Warum sollte man einfach mal den Lesemut haben, nicht nur diese im Artikel verfassten Lesetipps zu befolgen, sondern einer Buchempfehlung einer Userin nachkommen?
Eine relativ überzeugende Antwort dürfte Sie liebe Leser/innen dazu animieren. Das Buch Wechselbäder (CoLyrik) von Corina Wagner beinhaltet Gedichte und Kurzgeschichten, die innerhalb eines Jahres(2009/2010) in der Community bei ZEIT-Online veröffentlicht wurden.
Der Inhalt wurde von der Redaktion stets überwacht. Und gefährliche Nebenwirkungen sind mir bis heute nicht bekannt. Vielleicht hier und da – ein Mundwinkelziehen, wenn die Gesichtsmimik beim Lesen arbeitete. Damit Sie diese Regungen auch verspüren können, kann ich Ihnen aus tiefster Überzeugung nur den Rat geben, sich diese gesundheitsförderliche Maßnahme per ISBN-Nr. 9 783839 169384 beim Händler Ihres Vertrauens oder in einem der vielen Internetshops zu bestellen. ;-)

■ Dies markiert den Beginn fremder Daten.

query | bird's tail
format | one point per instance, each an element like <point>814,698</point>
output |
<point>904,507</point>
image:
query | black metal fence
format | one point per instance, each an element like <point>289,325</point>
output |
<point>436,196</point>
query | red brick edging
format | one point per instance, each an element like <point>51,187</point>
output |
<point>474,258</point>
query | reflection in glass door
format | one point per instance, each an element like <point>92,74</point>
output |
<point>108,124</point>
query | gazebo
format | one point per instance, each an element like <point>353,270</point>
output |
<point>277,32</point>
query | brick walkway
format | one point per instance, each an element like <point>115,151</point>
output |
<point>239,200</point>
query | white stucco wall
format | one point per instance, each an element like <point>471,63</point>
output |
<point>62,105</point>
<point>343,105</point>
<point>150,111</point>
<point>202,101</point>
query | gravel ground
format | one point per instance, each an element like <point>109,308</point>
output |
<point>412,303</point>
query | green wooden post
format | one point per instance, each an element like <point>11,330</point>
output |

Bitte geben Sie sich einen Leseruck, damit auch unbekannte Autor/innen eine Chance in Ihrem Sommerurlaub bekommen.
Dies ist wohl nun ein Wink mit 192 Buchseiten.;-)
Gruß
Corina Wagner
http://www.amazon.de/Wechselbäder-CoLyrik-Corina-Wagner/dp/3839169380/ref=sr_1_6/278-8728017-4960360?ie=UTF8&s=books&qid=1279285178&sr=1-6
http://www.zeit.de/kultur...
(Kommentar 11, User hageo erwähnte einen Satz aus dem Buch Wechselbäder.)
Na, was für eine artige Empfehlung von Frau Wagner. Da lass ich mich doch nicht lumpen und rate zum FROSCHBLUES. Die Lektur hat nur 1 Problem: die manchmal extreme Dimensionen annehmende Wirkung des Rezpienten auf seine Umgebung. In der Capitale ist mal ein Leser, aufgrund krampfartig auftretender Lachanfälle, durch 2 ordnungsbewusste S-Bahnbedienstete beinah des Waggons verwiesen worden. So schlimm muss es natürlich nicht immer kommen. Einfach nen Handtuch locker vorm Mund zusammen knoten - und schon wird die Strandkorbnachbarin o.ä. nicht übermäßg malträtiert.
@ Nachtstadt
Vielen Dank für Ihre Einschätzung bezüglich meiner Artigkeit. Es kommt tatsächlich immer darauf an, was man im Urlaub beim Lesen erleben will. Abgehackte Sätze oder zum Gähnen langweilige Bandwurmsätze, die gegen Ende noch die Augenbrauenbetätigung verdienen. Man unter bestimmten... gut gelaunten Leseumständen zum Loben fähig wird, weil sich der Inhalt vielleicht doch noch als anspruchsvoll entpuppt. Es kommt doch immer darauf an, zu welchem „Klientel“ man bezüglich der Urlaubsliteratur gehört. Manche entspannen zum Beispiel auf dem Strandlaken am Besten, wenn sie z.B. einen Comic-Band von Prado in den Händen halten. Andere wiederum schmunzeln über den guten alten Heine. Buchtipps sind wie ein Essen im Lokal. Niemand ahnt vor Beginn, ob man den Inhalt tatsächlich benötigte und ob es den Geschmack auf den Punkt trifft. Deshalb gibt es wohl oder übel Lese- und Kostproben. ;-) Ich kann Ihnen eine Leseprobe von "Wechselbäder" nur empfehlen.:-)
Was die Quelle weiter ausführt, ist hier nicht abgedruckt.